Something millions of women experience every month — something long minimized or stigmatized — may hold meaningful regenerative and diagnostic potential.
That is a pretty remarkable scientific shift.
Scientists Are Mapping the Ovary — And It’s More Complex Than We Realized
Most of us learned about ovaries in a fairly simplified way.
They release eggs.
They make hormones.
End of lesson.
The reality appears to be much more interesting.
Using modern technologies such as cellular atlases, spatial mapping, and advanced molecular analysis, researchers are building increasingly detailed maps of the human ovary.
And they are discovering that the ovary is not simply an egg container or hormone factory.
It is a highly active, deeply integrated biological organ.
New research is helping scientists better understand:
Cellular diversity within ovarian tissue
Immune signaling pathways
Vascular organization
Hormone-producing cell interactions
Neural communication and ovarian innervation
One particularly fascinating area involves the ovary’s relationship with the nervous system.
We have long known ovaries receive nerve input, but newer mapping approaches are revealing a more sophisticated picture of ovarian neurobiology and neuroendocrine signaling than many people realize.
To be scientifically accurate: the ovary is not suddenly classified as “part of the nervous system.”
But researchers are increasingly appreciating it as a highly connected neuroendocrine organ — meaning its communication with hormones, nerves, immune signals, and broader body systems is likely more complex than previously understood.
And that matters.
Because ovarian function influences far more than fertility.
It intersects with:
Mood
Stress physiology
Energy regulation
Cognitive functioning
Cardiovascular health
Bone health
Metabolism
Menopause and reproductive aging
Potential mental health pathways
Women have often sensed this complexity in their lived experience.

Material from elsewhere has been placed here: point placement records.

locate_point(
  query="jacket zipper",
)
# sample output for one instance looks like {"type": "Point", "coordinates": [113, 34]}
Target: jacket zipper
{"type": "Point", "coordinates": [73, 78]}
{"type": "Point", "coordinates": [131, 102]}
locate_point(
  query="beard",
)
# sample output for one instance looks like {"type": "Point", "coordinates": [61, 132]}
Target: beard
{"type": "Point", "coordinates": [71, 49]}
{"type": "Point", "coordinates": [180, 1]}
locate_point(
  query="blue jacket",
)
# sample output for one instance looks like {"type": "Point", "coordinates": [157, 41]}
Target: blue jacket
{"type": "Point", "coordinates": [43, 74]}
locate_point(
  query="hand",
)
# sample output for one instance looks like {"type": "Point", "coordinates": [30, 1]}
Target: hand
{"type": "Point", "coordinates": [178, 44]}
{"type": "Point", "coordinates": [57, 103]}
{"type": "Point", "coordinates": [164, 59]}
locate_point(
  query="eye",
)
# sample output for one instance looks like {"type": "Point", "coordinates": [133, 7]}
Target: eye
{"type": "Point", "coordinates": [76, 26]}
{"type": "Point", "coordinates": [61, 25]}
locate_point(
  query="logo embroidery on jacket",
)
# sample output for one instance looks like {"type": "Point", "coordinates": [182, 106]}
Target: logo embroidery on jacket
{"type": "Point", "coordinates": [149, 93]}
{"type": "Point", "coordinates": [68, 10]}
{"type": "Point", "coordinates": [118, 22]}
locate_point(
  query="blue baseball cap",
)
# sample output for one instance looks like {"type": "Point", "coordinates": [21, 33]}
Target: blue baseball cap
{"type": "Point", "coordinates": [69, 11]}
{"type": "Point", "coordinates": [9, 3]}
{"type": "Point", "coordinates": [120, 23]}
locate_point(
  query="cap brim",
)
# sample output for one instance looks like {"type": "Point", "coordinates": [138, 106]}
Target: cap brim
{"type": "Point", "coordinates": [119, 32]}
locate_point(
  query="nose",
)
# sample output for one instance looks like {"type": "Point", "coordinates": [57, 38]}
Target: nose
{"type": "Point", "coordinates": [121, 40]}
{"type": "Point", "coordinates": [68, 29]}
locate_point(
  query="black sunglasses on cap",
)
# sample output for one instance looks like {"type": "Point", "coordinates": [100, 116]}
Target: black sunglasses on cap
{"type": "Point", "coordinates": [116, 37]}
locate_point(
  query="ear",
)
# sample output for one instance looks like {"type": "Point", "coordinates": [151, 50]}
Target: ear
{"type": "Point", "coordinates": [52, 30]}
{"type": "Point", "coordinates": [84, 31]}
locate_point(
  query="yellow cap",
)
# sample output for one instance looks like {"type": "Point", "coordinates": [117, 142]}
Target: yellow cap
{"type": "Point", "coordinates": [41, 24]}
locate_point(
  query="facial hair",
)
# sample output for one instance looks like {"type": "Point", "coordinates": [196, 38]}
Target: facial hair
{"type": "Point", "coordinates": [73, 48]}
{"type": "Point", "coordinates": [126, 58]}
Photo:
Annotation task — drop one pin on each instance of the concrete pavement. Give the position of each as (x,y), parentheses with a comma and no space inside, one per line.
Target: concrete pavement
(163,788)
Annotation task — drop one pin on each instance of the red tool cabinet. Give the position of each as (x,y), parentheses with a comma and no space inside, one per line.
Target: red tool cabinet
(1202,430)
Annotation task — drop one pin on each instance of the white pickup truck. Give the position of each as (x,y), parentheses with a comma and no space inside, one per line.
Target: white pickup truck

Science is giving us better tools to understand it.
Why This Matters for Women’s Mental Health, Too
At The Serene Sanctuary, I talk often about the overlap between physical health and mental health because women’s bodies do not operate in neat little compartments.
Hormones affect brains.
Brains affect stress systems.
Stress affects inflammation, sleep, appetite, immune functioning, and mood.
Women frequently notice shifts in:
Anxiety
ADHD symptoms
Mood regulation
Energy
Sleep
Focus
Emotional resilience
…across menstrual cycles, PMDD, postpartum changes, fertility experiences, perimenopause, and menopause.
The more we understand women’s biology, the more opportunity we have to move toward more personalized, precise, and effective care.
That should be exciting.
You Can Feel Frustrated… And Hopeful.
It is okay to be frustrated that women’s health research took this long to gain momentum.
Many women are.
But it is also okay to feel hopeful about what we are learning.
Because this is not just about filling in forgotten chapters of medicine.
Some of this research is reshaping how we understand women’s bodies altogether.
The future possibilities are meaningful:
Earlier diagnosis
Better targeted treatments
Improved reproductive care
More personalized medicine
Better understanding of hormone-mental health interactions
Less dismissal of women’s symptoms
Higher quality of life
Women’s health research is not a niche issue.
It is one of the most important frontiers in medicine.
And finally — after a very long delay — it feels like we are beginning to study women’s bodies with the depth, curiosity, and scientific respect they deserved all along.